Ragazzuoli, salve a tutti e bentornati. Ci siamo, anche quest’anno sta per finire e, come ogni anno, mi piace prendermi un momento per tirare le somme. Spero di essere più ispirato dell’anno scorso.
Il 2016 è stato un anno super pazzo. 12 mesi, per me, di follia e cambiamenti e normalità e di nuovo follia e corse rocambolesche e disperati tentativi di (ri)trovare la strada. S’è visto anche qui sul blog. Tra gennaio e febbraio non ho pubblicato granché perché ho dovuto fare i conti con la fine dell’università. Ne è uscita una tesi di laurea che titolava Vincoli cosmologici dalle distorsioni geometriche della funzione di correlazione (sono dovuto andarmelo a riguardare perché ogni volta mi scordo le parole esatte). A guardarla adesso non è che sia tutta ‘sta gran cosa, c’è un sacco di errori e di sviste, di certo si sarebbe potuto far meglio o di più. Ma se ripenso alla fatica fatta per cacciar giù nero su bianco quella manciata di pagine… Sono contento che sia andata, e sono contento di com’è andata.

E c’etano tantissimi colori super belli, in quei grafici.
Tornato alla normalità e chiuso il capitolo università sono tornato a dedicarmi in maniera più o meno stabile al fumetto, al blog, alla lettura. E, da questo punto di vista, il 2016 è stato un anno spaziale.
Negli ultimi mesi in particolare ho cercato di stare più sul pezzo, di esser più regolare, di scrivere e leggere di più. E in tutta onestà, pur non avendo centrato del tutto il bersaglio, posso dire d’esserci arrivato abbastanza vicino. Tra un articolo inutile e uno caciarone ho anche scritto i due pezzi di cui, in assoluto, vado più fiero: la recensione de La terra dei figli, l’ultimo capolavoro di Gipi, e una sorta di retrospettiva su Tsutomu Nihei, uno dei miei mangaka preferiti di sempre. Di tutto quello che è stato, è e sarà Dailybaloon di certo questi due pezzi mi rimarranno.
E mi rendo conto che questi due articoloni di cui vado tanto fiero non li avrei potuti scrivere prima di adesso. Se riguardo alla cronologia delle letture di questi ultimi quattro anni non posso che sorridere pensando a quanto si sia evoluto il blog di per sé (che è adesso un luogo quasi accettabile, a rileggere i primi articoli provo quell’imbarazzo che si prova riguardando i vecchi album di foto con te da piccolo) e a quanto sia cambiato io stesso. I miei gusti, così come le mie conoscenze, si sono evoluti in questo periodo passato a chiacchierare di fumetto assieme in un modo che non pensavo possibile. Quando capita, nei momenti di maggior stanchezza, che mi ritrovi a pensare che alla fine non è servito a niente mi dico che, senza Dailybaloon, oggi di certo non sarei – se non la persona – il lettore che sono diventato. E questa cosa mi fa sorridere.

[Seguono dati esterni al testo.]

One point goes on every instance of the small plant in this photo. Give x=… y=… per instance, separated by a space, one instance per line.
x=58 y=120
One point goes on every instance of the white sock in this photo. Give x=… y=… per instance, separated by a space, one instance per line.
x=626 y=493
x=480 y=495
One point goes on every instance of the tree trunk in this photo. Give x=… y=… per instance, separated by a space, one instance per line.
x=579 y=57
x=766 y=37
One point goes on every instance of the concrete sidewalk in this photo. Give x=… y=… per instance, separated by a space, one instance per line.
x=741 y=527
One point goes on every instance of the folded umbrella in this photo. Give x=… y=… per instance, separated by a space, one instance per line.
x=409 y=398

Ma parlando di fumetto, la cosa più grossa e incredibile che mi è capitata quest’anno e che ha totalizzato la mia vita negli ultimi mesi è stata partecipare all’organizzazione della decima edizione di BilBOlbul, il festival del fumetto e dell’illustrazione di Bologna.

Ci sono arrivato quasi per caso, nell’ufficio di Hamelin in via Zamboni sotto i portici di Santa Cecilia, senza sapere cosa ci avrei trovato, come ci sarei entrato, cosa mi sarei trovato a fare. E sono stato risucchiato in un vortice di persone meravigliose e di entusiasta e febbricitante alacrità. Collaborare alla curatela della grossa retrospettiva su Marco Corona, gestire e archiviare le migliaia di fumetti ordinati per il bookshop, lasciar libero di sfogarsi il grammar nazi che è in me, spostare (non senza una certa angoscia) degli assurdi lastroni di vetro; ma anche solo mangiare tutti assieme, o discutere della politica di Frank Miller, o andarsi a prendere una birretta ridendo (amaramente) di quanto fosse brutto quel fumetto che tutto sapevamo essere brutto ma tutti abbiamo letto ugualmente… È stata un’esperienza incredibile che mi ha fatto sentire, come mai prima, parte di qualcosa di davvero bello, di davvero grande, di davvero sentito.
Non posso che ringraziare tutte le persone meravigliose che ho incontrato durante questo percorso, che mi ha fatto capire molte cose e mi sta facendo riflettere su molte altre. Una delle cose che, almeno credo, di aver capito è che questa è la direzione che intendo prendere, il mondo in cui voglio vivere, quello che voglio fare. Così nella fucina di eccitazione, di chiacchiere e di riflessioni che è stata BilBOlbul, cose si sono messe in moto.
Ora, io sono uno che tende a perder la testa partendo per la tangente, con caparbietà spesso poco misurata. Ma ‘sto giro voglio fare le cose per bene. Quindi non mi faccio prendere la mano e non mi lancio in grandi annunci o in dichiarazioni d’intenti, ci sarà tempo per tutto ciò. Ma, ripeto, cose si sono messe in moto. E il prossimo anno si avvicina. È già qui.
L’anno scorso vi avevo lasciato con un augurio fattomi dal mio relatore di tesi. Un augurio che, ancora oggi, trovo splendido: “buon anno nuovo, che sia l’anno giusto”. Per me il 2016 non è stato l’anno giusto, affatto; ma ha visto la fine di un percorso, la nascita di tante amicizie, un turbinio di idee, la fucina di fatica ma anche d’entusiasmo che è stata BilBOlbul; e tutte queste cose assieme mi proiettano verso l’anno prossimo, con tutti i progetti, le incertezze, le speranze, le gioie e le difficoltà che si porterà dietro. Per cui non lo so se il 2017 sarà l’anno giusto. Di certo sarà un anno intenso.
Quindi ragazzuoli, buon anno nuovo. Che sia, se non l’anno giusto, un anno intenso.